Three-Judge Panel Strikes Down Injunction Against Texas Anti-Sanctuary Law, Allowing it to Go into Effect


A federal appeals court struck down an injunction issued last year that blocked a Texas law prohibiting local governments in the state from adopting certain “sanctuary city” immigration policies.

The law, known as Senate Bill 4 allows Texas law enforcement officers to inquire about individuals’ immigration status whom they are detaining. Under the bill, city and local governments are prohibited from enacting laws that prevent law enforcement officials from asking about a person’s immigration status.

Local leaders also face fines – possibly even jail time – if they fail to cooperate with federal authorities who request prisoners be held for possible deportation or request the transfer of such individuals to federal custody. They face civil penalties of $1,000 for an initial offense and as much as $25,500 for subsequent infractions. The penalties also apply to public colleges.

The law also prohibits local officials from publicly “endorsing” any sanctuary-city policy.

Senate Bill 4 has been referred as the toughest immigration law in the country.

A U.S. District Court judge last August struck most parts of the law down, except for the provision that allowed law enforcement to inquire about an individual’s status.
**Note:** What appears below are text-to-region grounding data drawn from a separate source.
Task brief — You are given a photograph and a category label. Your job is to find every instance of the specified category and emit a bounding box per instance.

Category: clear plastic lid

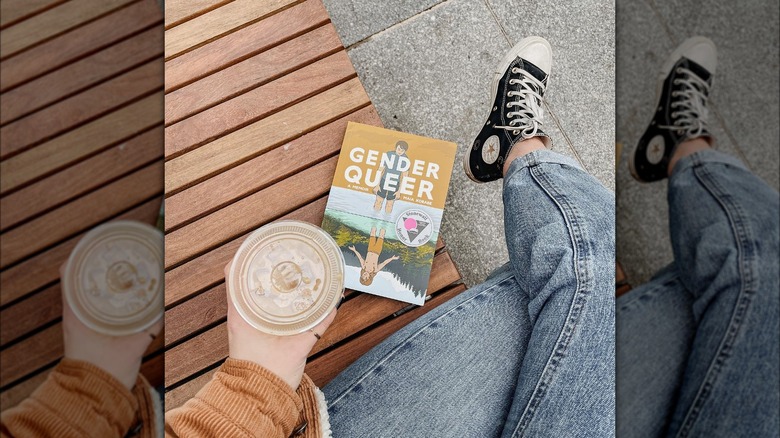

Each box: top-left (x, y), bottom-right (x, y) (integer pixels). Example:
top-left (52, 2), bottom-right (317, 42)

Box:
top-left (228, 221), bottom-right (344, 336)
top-left (63, 220), bottom-right (163, 336)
But a three-judge appeals panel reversed the District Judge’s ruling, saying the law could remain in effect until a final decision was made.

The only provision that the three-judge panel continued to block was the prohibition against endorsing sanctuary policies by local officials. The panel found that amounted to freedom-of-speech violations.

The decision this week by a second three-judge panel, largely upheld the decision by the first on last September continuing only to block the endorsing of sanctuary policies by officials. But even that block was narrowed. The panel found that the state cannot enforce the ban against elected officials but hinted that the provision might be constitutional when applied to government employees.

The rest of the bill, the panel found, was constitutional.

Attorney General Jeff Sessions applauded the ruling. “Today’s decision is an important step in restoring legality to our immigration system, which is what President Trump wants, what the American people deserve, and what the laws passed by Congress are intended to achieve,” Sessions said in a statement.

“It is a judicial victory that will better enable federal, state, and local law enforcement to protect all Americans from criminal aliens who have harmed countless innocent Americans and should be removed from our country,” he added.

Sessions’ Justice Department has targeted city and state governments for implementing illegal sanctuary policies. Earlier this month the Department of Justice announced a lawsuit against the state of California for statewide laws it says obstructs the federal government from enforcing existing immigration laws.